The girl squinted. “One of them carried something. I don’t know what it was. It looked like a stick. But fire leapt from the end of it.”
“He tried to hurt you?”
The girl nodded. “Yes. He pointed the stick at us and a bright light came toward us. But it missed us—it hit the ground and burned up the grass.”
Kiva sucked in a breath. It was all so much like her vision, the one that had come over her at the pit.
“Children, may I …” She hesitated. “I need to touch you to search your minds. I need to see exactly what you saw. May I do that? It won’t hurt, I promise.”
The boy looked to the girl.
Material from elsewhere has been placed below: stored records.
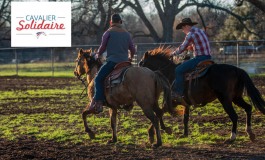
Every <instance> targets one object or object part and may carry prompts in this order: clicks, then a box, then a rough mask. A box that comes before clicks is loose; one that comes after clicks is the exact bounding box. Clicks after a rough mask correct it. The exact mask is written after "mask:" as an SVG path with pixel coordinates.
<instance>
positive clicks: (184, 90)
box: [139, 47, 265, 143]
mask: <svg viewBox="0 0 265 160" xmlns="http://www.w3.org/2000/svg"><path fill="white" fill-rule="evenodd" d="M171 52H172V51H171V49H170V48H161V47H160V48H156V49H154V50H150V51H147V52H146V53H145V54H144V56H143V58H142V60H141V62H140V63H139V65H140V66H143V67H148V68H150V69H151V70H153V71H157V70H159V71H161V72H162V73H163V74H164V75H165V76H166V77H167V78H168V80H169V82H170V83H173V81H174V80H175V68H176V67H177V66H178V65H179V64H175V63H174V62H173V61H172V59H171V58H170V57H171V56H170V53H171ZM188 88H190V89H188ZM244 88H245V89H246V91H247V93H248V96H249V97H250V98H251V100H252V102H253V105H254V106H255V107H256V108H257V109H258V110H259V111H261V112H262V113H263V114H265V108H264V107H265V102H264V100H263V98H262V96H261V94H260V93H259V91H258V89H257V88H256V87H255V86H254V84H253V82H252V80H251V79H250V77H249V76H248V74H247V73H246V72H245V71H244V70H242V69H240V68H237V67H235V66H232V65H227V64H213V65H211V67H209V69H208V71H207V74H206V75H204V76H203V77H201V78H198V79H194V80H192V81H191V83H189V82H188V81H186V82H185V90H184V95H185V97H184V99H185V101H186V102H187V104H186V105H185V111H184V120H183V122H184V135H183V136H184V137H185V136H188V120H189V110H190V109H189V108H190V105H196V106H204V105H206V104H207V103H209V102H211V101H213V100H215V99H218V100H219V101H220V102H221V104H222V106H223V108H224V110H225V112H226V113H227V114H228V115H229V118H230V119H231V121H232V124H233V125H232V133H231V137H230V139H228V140H226V142H227V143H231V142H233V141H234V140H235V139H236V133H237V120H238V116H237V114H236V112H235V110H234V108H233V105H232V103H234V104H236V105H238V106H239V107H241V108H243V109H244V110H245V112H246V132H247V134H248V136H249V138H250V139H251V140H252V141H253V140H254V139H255V134H254V133H253V132H252V130H251V115H252V106H251V105H250V104H248V103H247V102H245V100H244V99H243V91H244Z"/></svg>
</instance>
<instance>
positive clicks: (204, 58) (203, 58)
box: [172, 18, 211, 102]
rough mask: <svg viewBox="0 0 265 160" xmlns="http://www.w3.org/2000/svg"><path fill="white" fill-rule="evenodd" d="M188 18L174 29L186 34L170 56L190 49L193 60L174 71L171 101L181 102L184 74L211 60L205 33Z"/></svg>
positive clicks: (185, 63)
mask: <svg viewBox="0 0 265 160" xmlns="http://www.w3.org/2000/svg"><path fill="white" fill-rule="evenodd" d="M196 24H198V23H197V22H192V21H191V19H190V18H184V19H182V20H181V22H180V23H179V24H178V25H177V27H176V29H177V30H178V29H182V31H183V32H184V33H185V34H186V37H185V40H184V42H183V43H182V44H181V45H180V46H179V47H178V48H177V49H176V50H175V51H174V52H173V53H172V56H174V55H179V54H181V53H182V52H183V51H185V50H186V49H189V48H190V46H191V47H192V50H193V54H194V58H192V59H190V60H188V61H186V62H183V63H182V64H181V65H179V66H178V67H176V69H175V76H176V79H175V84H174V86H173V91H172V99H174V100H177V101H178V102H182V100H183V96H184V93H183V92H184V74H185V73H186V72H188V71H190V70H192V69H193V68H195V67H196V65H197V64H198V63H199V62H201V61H204V60H207V59H211V50H210V44H209V41H208V37H207V35H206V34H205V32H204V31H203V30H201V29H199V28H197V27H194V25H196Z"/></svg>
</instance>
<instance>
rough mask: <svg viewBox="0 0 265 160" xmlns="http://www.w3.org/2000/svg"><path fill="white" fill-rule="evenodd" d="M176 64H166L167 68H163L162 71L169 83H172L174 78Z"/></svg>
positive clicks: (174, 78)
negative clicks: (166, 64) (162, 69)
mask: <svg viewBox="0 0 265 160" xmlns="http://www.w3.org/2000/svg"><path fill="white" fill-rule="evenodd" d="M177 66H178V64H175V63H170V65H169V66H168V69H165V70H163V71H162V73H163V74H164V76H165V77H167V79H168V80H169V83H172V82H173V81H174V80H175V69H176V67H177Z"/></svg>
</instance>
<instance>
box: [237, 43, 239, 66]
mask: <svg viewBox="0 0 265 160" xmlns="http://www.w3.org/2000/svg"><path fill="white" fill-rule="evenodd" d="M238 54H239V44H238V41H236V66H237V67H238V66H239V65H238V57H239V56H238Z"/></svg>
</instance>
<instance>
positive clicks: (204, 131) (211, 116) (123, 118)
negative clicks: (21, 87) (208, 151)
mask: <svg viewBox="0 0 265 160" xmlns="http://www.w3.org/2000/svg"><path fill="white" fill-rule="evenodd" d="M70 83H72V82H69V84H70ZM54 85H56V84H54ZM82 87H83V86H82V85H80V84H79V83H78V82H76V83H73V84H71V86H70V87H65V88H57V89H47V88H38V87H37V88H36V89H28V90H2V91H0V110H1V112H3V111H5V112H4V114H2V115H1V116H0V138H3V139H8V140H17V139H18V138H20V137H25V136H33V137H36V138H37V139H39V140H53V141H58V142H64V143H84V144H93V143H100V144H105V143H106V142H107V141H108V140H109V139H110V138H111V137H112V132H111V127H110V120H109V116H108V110H107V109H106V108H105V109H104V113H103V114H100V115H99V116H89V117H88V118H87V122H88V125H89V126H90V127H91V129H92V130H93V131H95V133H96V139H94V140H91V139H90V138H89V136H88V135H87V134H86V133H85V132H84V126H83V122H82V117H81V112H82V110H83V109H84V107H85V106H86V105H87V103H88V101H87V99H85V98H84V99H81V100H80V99H79V94H80V92H81V91H82ZM246 100H248V98H246ZM235 109H236V111H237V113H238V114H239V115H240V117H243V118H244V117H245V115H244V111H243V109H241V108H239V107H235ZM12 111H14V112H12ZM214 116H216V117H221V118H222V117H224V119H226V121H222V122H212V121H206V122H204V123H202V122H199V121H196V120H194V117H197V118H198V117H202V118H207V117H214ZM139 117H140V118H139ZM256 117H257V115H256V114H255V112H254V115H253V119H255V118H256ZM213 119H214V118H213ZM259 119H260V120H259V122H257V123H253V130H254V131H255V129H258V128H264V127H265V125H264V121H265V117H264V116H261V117H259ZM164 120H165V123H166V125H167V126H170V127H171V128H172V129H173V134H172V135H167V134H166V133H164V132H162V141H163V143H164V144H165V145H168V146H178V145H197V144H215V143H222V142H223V141H224V140H225V139H226V138H228V137H229V136H230V129H231V122H230V120H229V118H228V115H227V114H226V113H225V112H224V110H223V108H222V106H221V104H220V103H219V102H218V101H214V102H212V103H209V104H207V105H206V106H205V107H197V108H192V109H191V121H190V123H189V131H190V136H189V137H187V138H179V136H180V135H181V134H182V132H183V124H182V117H180V116H178V117H176V118H172V117H170V116H169V114H166V115H165V117H164ZM244 121H245V119H243V120H242V121H241V122H240V123H239V124H238V130H239V135H238V137H237V141H238V143H240V142H244V141H249V140H248V137H247V136H246V134H245V132H244V130H245V128H244V127H245V124H244ZM117 122H118V124H117V132H118V141H119V142H118V143H123V144H137V145H145V144H149V142H148V133H147V129H148V127H149V125H150V121H149V120H148V119H147V118H146V117H145V116H144V115H143V112H142V111H141V109H140V107H138V106H136V107H134V109H133V110H132V111H131V112H130V113H128V112H125V111H119V115H118V120H117ZM220 131H222V132H221V133H220ZM259 138H265V135H261V137H259Z"/></svg>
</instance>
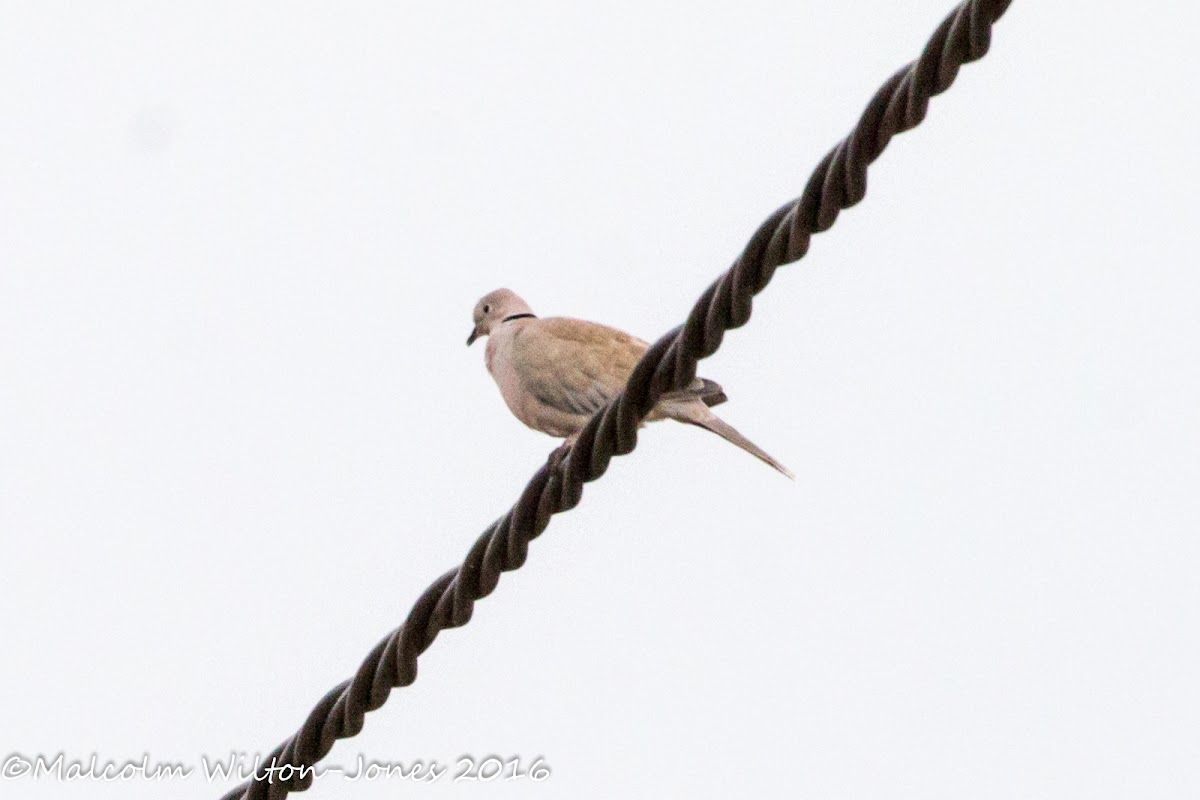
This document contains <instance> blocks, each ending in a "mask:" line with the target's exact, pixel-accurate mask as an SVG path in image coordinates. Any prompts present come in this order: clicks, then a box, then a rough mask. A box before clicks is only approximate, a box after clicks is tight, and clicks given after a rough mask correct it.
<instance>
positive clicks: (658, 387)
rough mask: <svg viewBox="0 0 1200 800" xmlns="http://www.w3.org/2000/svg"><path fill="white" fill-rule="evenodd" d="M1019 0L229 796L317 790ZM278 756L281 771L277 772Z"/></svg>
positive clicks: (948, 65)
mask: <svg viewBox="0 0 1200 800" xmlns="http://www.w3.org/2000/svg"><path fill="white" fill-rule="evenodd" d="M1010 2H1012V0H966V1H965V2H962V4H961V5H960V6H959V7H958V8H955V10H954V11H953V12H952V13H950V14H949V16H948V17H947V18H946V19H944V20H943V22H942V24H941V25H938V26H937V30H936V31H934V35H932V36H931V37H930V40H929V43H928V44H926V46H925V49H924V50H923V52H922V54H920V58H919V59H917V60H916V61H913V62H912V64H910V65H908V66H906V67H904V68H902V70H900V71H899V72H896V73H895V74H893V76H892V77H890V78H889V79H888V80H887V82H886V83H884V84H883V85H882V86H881V88H880V89H878V91H876V92H875V96H874V97H872V98H871V101H870V103H868V106H866V109H865V110H864V112H863V115H862V116H860V118H859V120H858V125H856V126H854V130H853V131H851V133H850V136H847V137H846V138H845V139H842V140H841V142H839V143H838V145H836V146H835V148H834V149H833V150H830V151H829V154H828V155H826V157H824V158H823V160H822V161H821V163H820V164H817V167H816V169H815V170H814V173H812V176H811V178H810V179H809V182H808V185H806V186H805V187H804V193H803V194H802V196H800V197H799V198H797V199H794V200H792V201H791V203H787V204H786V205H784V206H781V207H780V209H779V210H778V211H775V212H774V213H773V215H770V217H768V218H767V221H766V222H763V223H762V225H760V227H758V229H757V230H756V231H755V234H754V235H752V236H751V237H750V242H749V243H748V245H746V247H745V249H744V251H743V253H742V254H740V255H739V257H738V259H737V260H736V261H734V263H733V266H732V267H730V270H728V271H727V272H725V273H724V275H722V276H721V277H720V278H718V279H716V281H715V282H714V283H713V284H712V285H710V287H708V289H707V290H706V291H704V294H703V295H701V297H700V300H697V301H696V305H695V306H694V307H692V309H691V313H690V314H689V315H688V321H686V323H685V324H684V325H682V326H679V327H676V329H673V330H672V331H670V332H668V333H666V335H665V336H662V338H660V339H659V341H658V342H655V343H654V344H653V345H652V347H650V348H649V350H647V353H646V355H643V356H642V360H641V361H640V362H638V363H637V367H635V369H634V372H632V374H631V375H630V378H629V381H628V384H626V385H625V389H624V391H623V392H622V393H620V395H619V396H618V397H616V398H614V399H613V401H612V402H611V403H608V405H607V407H605V408H604V409H602V410H600V411H598V413H596V414H595V415H594V416H593V417H592V419H590V420H589V421H588V423H587V426H584V428H583V431H582V432H581V433H580V435H578V438H577V440H576V441H575V445H574V446H572V447H569V449H568V447H559V449H558V450H556V451H554V452H553V453H551V456H550V458H547V461H546V463H545V464H544V465H542V467H541V468H540V469H539V470H538V473H536V474H535V475H534V476H533V479H532V480H530V481H529V483H528V485H527V486H526V488H524V491H523V492H522V493H521V498H520V499H518V500H517V501H516V504H515V505H514V506H512V507H511V509H510V510H509V511H508V512H506V513H505V515H504V516H502V517H500V518H499V519H497V521H496V522H494V523H492V525H491V527H490V528H488V529H487V530H486V531H484V534H482V535H481V536H480V537H479V539H478V540H475V543H474V546H472V548H470V552H469V553H467V558H466V559H464V560H463V563H462V565H461V566H458V567H455V569H454V570H451V571H449V572H446V573H445V575H443V576H442V577H440V578H438V579H437V581H434V582H433V583H432V584H431V585H430V588H428V589H426V590H425V591H424V593H422V594H421V596H420V597H419V599H418V601H416V603H415V604H414V606H413V609H412V610H410V612H409V613H408V618H407V619H406V620H404V622H403V625H401V626H400V627H397V628H396V630H394V631H392V632H391V633H389V634H388V636H386V637H384V639H383V640H380V642H379V644H377V645H376V646H374V648H373V649H372V650H371V652H370V655H367V657H366V658H365V660H364V661H362V664H361V666H360V667H359V669H358V672H356V673H355V674H354V678H352V679H349V680H347V681H343V682H341V684H338V685H337V686H335V687H334V688H332V690H330V691H329V693H326V694H325V697H323V698H322V699H320V702H319V703H317V706H316V708H314V709H313V710H312V712H311V714H310V715H308V718H306V720H305V722H304V724H302V726H301V727H300V729H299V730H298V732H296V733H295V734H293V735H292V738H289V739H288V740H287V741H284V742H283V744H282V745H280V746H278V747H276V748H275V750H274V751H272V752H271V753H270V754H269V756H268V757H266V758H265V759H263V762H262V765H260V766H259V769H258V770H257V771H256V774H254V777H252V778H251V780H250V781H247V782H245V783H242V784H241V786H239V787H236V788H234V789H233V790H232V792H229V793H228V794H226V795H224V798H223V799H222V800H234V799H235V798H236V799H241V800H264V799H268V800H280V799H281V798H284V796H287V794H288V793H289V792H302V790H305V789H307V788H308V787H310V786H312V781H313V777H314V774H313V771H312V769H311V768H312V766H313V765H316V763H317V762H318V760H319V759H320V758H323V757H324V756H325V754H328V753H329V751H330V750H331V748H332V746H334V742H335V741H336V740H337V739H346V738H349V736H354V735H356V734H358V733H359V732H360V730H362V723H364V718H365V716H366V714H367V711H374V710H376V709H378V708H379V706H382V705H383V704H384V703H385V702H386V699H388V696H389V694H390V693H391V690H392V688H395V687H398V686H408V685H409V684H412V682H413V681H414V680H416V660H418V657H419V656H420V655H421V654H422V652H424V651H425V650H426V649H427V648H428V646H430V645H431V644H433V639H434V638H437V636H438V633H439V632H442V631H443V630H445V628H451V627H460V626H462V625H466V624H467V622H468V621H469V620H470V615H472V610H473V609H474V606H475V601H478V600H481V599H484V597H486V596H487V595H490V594H492V591H493V590H494V589H496V587H497V584H498V583H499V579H500V573H502V572H508V571H510V570H516V569H517V567H520V566H521V565H522V564H524V560H526V554H527V552H528V547H529V542H530V541H532V540H534V539H536V537H538V536H539V535H540V534H541V533H542V531H544V530H545V529H546V525H548V524H550V518H551V516H552V515H556V513H559V512H562V511H568V510H570V509H574V507H575V506H576V505H578V503H580V499H581V498H582V495H583V485H584V483H587V482H590V481H594V480H596V479H598V477H600V476H601V475H604V473H605V470H606V469H607V468H608V462H610V461H611V459H612V458H613V457H614V456H623V455H625V453H628V452H630V451H632V450H634V447H635V445H636V444H637V427H638V425H640V423H641V422H642V420H643V419H644V417H646V415H647V414H648V413H649V411H650V409H652V408H653V407H654V404H655V403H656V402H658V399H659V398H660V397H661V396H662V395H664V393H666V392H670V391H674V390H679V389H684V387H686V386H688V385H689V384H690V383H691V380H692V379H694V378H695V375H696V363H697V361H700V360H701V359H706V357H708V356H710V355H713V353H715V351H716V349H718V348H719V347H720V344H721V339H722V338H724V336H725V331H727V330H731V329H734V327H740V326H742V325H745V324H746V321H748V320H749V319H750V309H751V303H752V299H754V295H756V294H758V293H760V291H762V290H763V289H764V288H766V287H767V283H769V282H770V278H772V276H773V275H774V271H775V267H778V266H781V265H784V264H790V263H792V261H796V260H798V259H800V258H802V257H803V255H804V253H805V252H806V251H808V248H809V240H810V237H811V236H812V234H816V233H820V231H822V230H827V229H828V228H829V227H830V225H833V223H834V221H835V219H836V218H838V213H839V212H840V211H841V210H842V209H848V207H850V206H852V205H854V204H856V203H858V201H859V200H862V199H863V196H864V194H865V193H866V168H868V167H869V166H870V164H871V163H872V162H874V161H875V160H876V158H878V156H880V154H882V152H883V149H884V148H886V146H887V145H888V142H890V139H892V137H894V136H895V134H896V133H902V132H905V131H907V130H910V128H913V127H916V126H917V125H918V124H920V121H922V120H923V119H925V112H926V109H928V106H929V100H930V97H932V96H934V95H938V94H941V92H943V91H946V90H947V89H949V86H950V84H952V83H954V78H955V76H956V74H958V71H959V67H960V66H962V65H964V64H967V62H970V61H974V60H977V59H980V58H983V56H984V54H986V53H988V47H989V44H990V38H991V26H992V24H994V23H995V22H996V20H997V19H998V18H1000V17H1001V14H1003V13H1004V11H1006V10H1007V8H1008V6H1009V4H1010ZM272 766H274V768H275V769H276V770H278V771H275V772H271V771H268V770H269V769H270V768H272ZM281 768H286V769H281ZM268 778H269V780H268Z"/></svg>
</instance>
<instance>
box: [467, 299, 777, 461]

The girl met Kiva’s gaze and nodded.
“Yes,” she said.
Kiva reached out her hands and placed them dead center on the children’s chests, palms flat. She closed her eyes.
In a flash, she was inside their minds, seeing what they had seen out on the grasslands.
The sight of the Strangers as they came over the hill.
The boy from her dream—the same one, the one with the deep blue eyes.
Matthew.
Another boy standing and leveling his weapon, fire leaping from the end of it.
The children ducked and turned away, lifting their heads only when they saw the flaming orb of white light hit the ground and vaporize the grass just next to them.
They looked up to see the two figures struggling in the distance, Matthew grabbing at the weapon.
Kiva came out of the vision with a shallow gasp. For a moment the world pitched and she put a hand on her chest to steady herself.
“Thank you,” she said to the children after she’d found her balance. She stood. “Go home to be with your father; he’s probably worried about you. Stay in your hut today. Everything is going to be fine.”
Kiva rose and watched the children as they walked toward the village, then turned to Thruss, Rehal, Quint, Po, and the two Forsaken men. They’d heard everything.
“Po was right,” she said. “We have to kill them.”
Kiva shook her head. “No.”
“But Vagra, you heard—”
“I heard exactly what you heard,” Kiva said. “But I also saw something—something that none of you have seen. I saw exactly what those children saw. I saw one of the Strangers fight the one who attacked them. I’ve seen it in my visions as well. We have an ally among them. The Ancestors have shown me this.”
“So what do we do?” Po asked.
“We stick with the plan,” Kiva said. “Come on, let’s go.”